Obama detailed his plan to audiences in Zanesville, Ohio, and St. Louis, just before and after Independence Day. Simply put, he offered a souped-up version of President Bush’s faith-based initiative, which bestows federal tax dollars on churches to deliver localized, hands-on social services.
Bush’s faith-based project was a bad idea that became a scandal, a frontal assault on church-state separation turned political slush fund, corrupting church and state alike. Obama’s idea of change seems to entail enlarging the project, installing some putative safeguards and elevating it to centerpiece status. Going further, he promises to have the program’s top preachers, those who join his planned Council for Faith-Based and Neighborhood Partnership, take on a “broader role” by helping to “set our national agenda.”
Something is wrong here. Separation of church and state has been a cornerstone of Democratic thinking more or less continuously since the days of Thomas Jefferson, founder of the party and architect of the proverbial wall of separation. Bush’s faith-based initiative, building on a modest Clinton experiment in triangulation, opened a worrying breach in the wall. The next president should be planning to repair it. Instead, the Democratic contender proposes turning the wall into a tollbooth. Instead of better separating church and state, he wants to make them partners.

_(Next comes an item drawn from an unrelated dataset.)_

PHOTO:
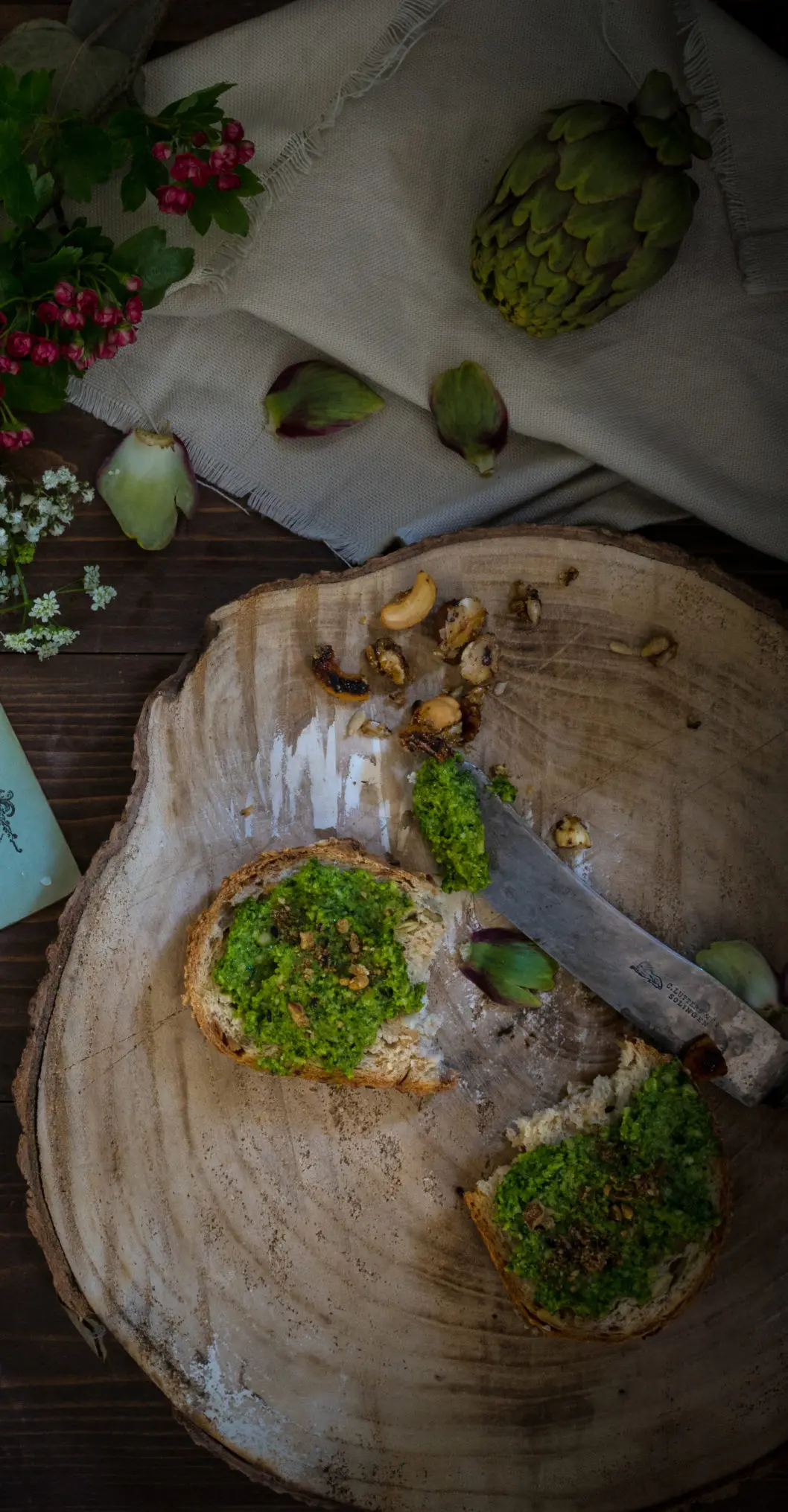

Obama claims that America’s problems are too big for government to solve. Change, he said in Zanesville, must come from the bottom up, “not from the top down.” As a model, he recalled the historic role of religious leaders in the struggles against slavery, for women’s rights and civil rights. He dismissed his plan’s critics as people “who bristle at the notion that faith has a place in the public square.”
In fact, hardly anybody argues seriously that religion has no proper role in public life. It’s obvious that those who enter the public arena bring along a set of values. Trouble comes when religious institutions enter the arena and try to exert their influence. That’s the trouble that the Founders sought to prevent when they drew a firm line between church and state: the ancient strife that erupts when churches enter the political world and compete for power.
Obama’s most fundamental error, though, is his notion that America’s problems are too big for government to solve. It is precisely when problems are society wide that society must act together to solve them. That means government, which is, or should be, nothing more than the collective will of society.
It wasn’t preachers’ sermons or parishioners’ marches that ended slavery. Yes, brave activists helped to sway public opinion and press government to act. But when the slaves went free, it was Union soldiers who freed them. The United States Senate gave women the vote, while state legislatures around the country ensured their property, employment and divorce rights. Federal troops cleared the path for black students entering a Little Rock, Ark., high school that the U.S. Supreme Court had ordered integrated. Congress outlawed racial and religious discrimination. And if Americans ever get serious about fighting poverty, hunger and disease, it will take new laws to get the job done.
Only laws can raise and allocate the tax dollars for adequate welfare and unemployment protection. New laws are needed to restructure our health insurance system and ensure that every American receives decent health care. Laws are needed to protect the rights of workers to form unions and bargain fairly with their bosses. Only laws can force a reversal of carbon burning and save the planet from suffocation. We can’t wait until individual citizens decide to act decently. Politics means winning and using power to make things happen.
Barack Obama may have the best intentions, but that won’t bring change. If he means to be president, he’d better understand the power of the job he’s seeking and the workings of the government he plans to run.